You can run open models on external infrastructure and still retain control, if the contract preserves control. Some providers, such as Nebius, now emphasize region choice and data residency to make that model more viable for regulated or sensitive workloads. Cloud platforms like Azure are also bundling governance, observability, and responsible-AI controls into their AI platforms because enterprise trust now demands it.

The question is not where you run. It is what you give up to run there.

Open source as a prerequisite

Open source is not an ideology. It is a control mechanism.

If you cannot inspect, modify, and run a system independently, you do not control it. You are relying on a promise.

A lot of organizations talk about transparency while deploying systems they cannot meaningfully inspect or operate independently. “Responsible AI” commitments from vendors are treated as a substitute for actual control. They are not.

Open weights and open code make control possible. They let you run the system yourself, inspect behavior, and adapt it when needed. Without that, transparency remains a claim rather than a property of the system.
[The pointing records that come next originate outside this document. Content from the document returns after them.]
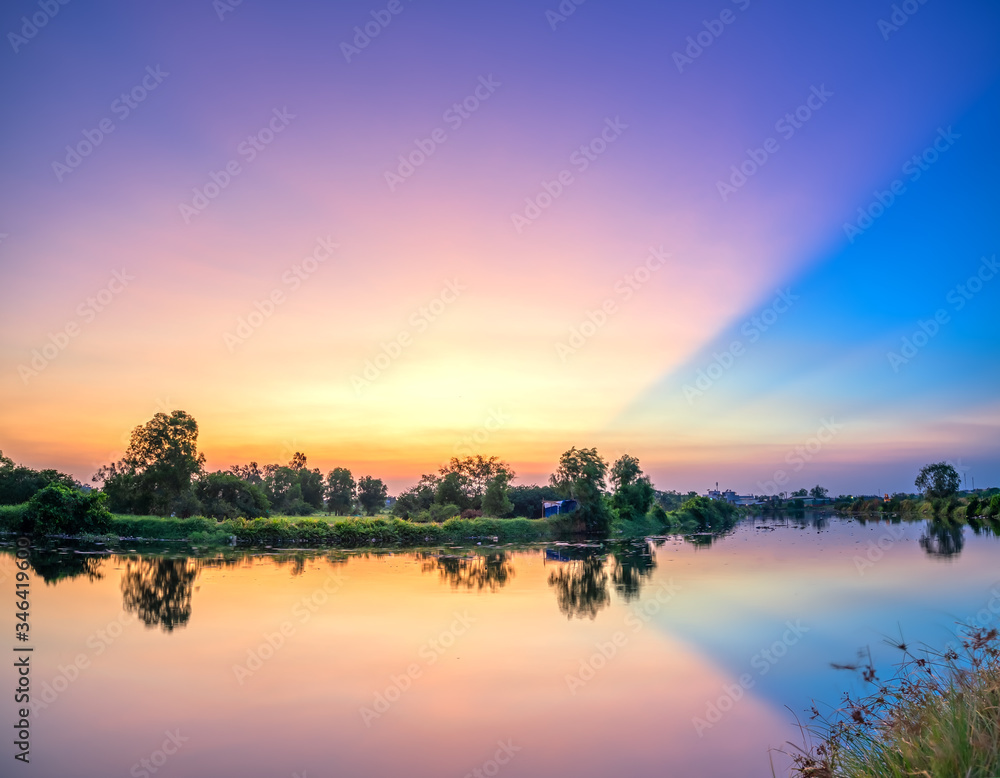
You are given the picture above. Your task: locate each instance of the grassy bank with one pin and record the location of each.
(938, 716)
(698, 515)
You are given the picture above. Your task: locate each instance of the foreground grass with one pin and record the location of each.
(938, 717)
(699, 515)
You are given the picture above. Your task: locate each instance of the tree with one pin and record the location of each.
(450, 491)
(633, 490)
(938, 480)
(580, 476)
(227, 496)
(474, 474)
(372, 494)
(496, 503)
(61, 510)
(18, 483)
(157, 467)
(340, 491)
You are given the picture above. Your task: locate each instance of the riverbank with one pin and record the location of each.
(698, 515)
(937, 716)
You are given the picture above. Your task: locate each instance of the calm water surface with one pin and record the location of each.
(660, 658)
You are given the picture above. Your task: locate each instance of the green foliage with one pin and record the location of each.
(18, 484)
(580, 476)
(704, 515)
(372, 494)
(157, 467)
(633, 490)
(527, 500)
(340, 488)
(450, 491)
(472, 475)
(226, 496)
(415, 501)
(440, 513)
(496, 502)
(59, 510)
(938, 480)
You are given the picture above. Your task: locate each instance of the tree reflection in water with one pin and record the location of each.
(632, 563)
(54, 566)
(158, 590)
(582, 584)
(942, 539)
(484, 571)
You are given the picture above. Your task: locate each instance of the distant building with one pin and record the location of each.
(551, 508)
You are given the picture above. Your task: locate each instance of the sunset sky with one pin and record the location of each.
(497, 228)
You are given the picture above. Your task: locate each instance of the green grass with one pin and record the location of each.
(939, 716)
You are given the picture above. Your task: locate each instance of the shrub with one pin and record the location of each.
(59, 510)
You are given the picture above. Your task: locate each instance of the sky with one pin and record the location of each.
(750, 243)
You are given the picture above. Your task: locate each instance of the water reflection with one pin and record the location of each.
(942, 539)
(483, 571)
(632, 564)
(54, 566)
(581, 583)
(158, 591)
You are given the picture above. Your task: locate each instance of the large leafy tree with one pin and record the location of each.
(938, 480)
(157, 468)
(372, 494)
(581, 476)
(474, 474)
(633, 491)
(19, 484)
(340, 488)
(227, 496)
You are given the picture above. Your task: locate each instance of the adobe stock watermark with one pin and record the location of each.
(786, 127)
(752, 329)
(419, 321)
(876, 549)
(504, 753)
(454, 117)
(31, 26)
(763, 662)
(625, 288)
(122, 107)
(581, 159)
(913, 169)
(800, 455)
(900, 15)
(958, 296)
(248, 150)
(638, 616)
(366, 33)
(273, 642)
(292, 279)
(469, 444)
(563, 11)
(714, 28)
(429, 652)
(97, 642)
(86, 312)
(147, 766)
(223, 7)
The same logic applies to inference runtimes. Sovereignty is not only about model weights. It is also about how models are packaged, distributed, and run. That is why tools like llamafile matter. They make it easier to run open-source LLMs locally from a single executable, with more control over where inference happens and less dependence on a live provider connection. That does not, by itself, solve sovereignty, but it moves a critical layer of the stack away from default cloud dependency.

What still needs to be built

The sovereign AI stack does not fully exist yet. What exists today are fragments.

Fleet management for on-premise models is still immature. Access control and auditability are inconsistent. Observability is often shallow. Governance remains too manual.

The direction is clear. The systems are not.

That does not make sovereignty unrealistic. It just means that, today, it is still something to be built rather than something to be bought off the shelf.

An open question

Sovereign AI is not something you buy. It is something you build through a series of choices.

Right now, most of those choices are still being made by default.

Convenience is winning. Control is being traded away.

AI infrastructure is being decided now. The question is not which provider you use.

It is what you are willing to depend on.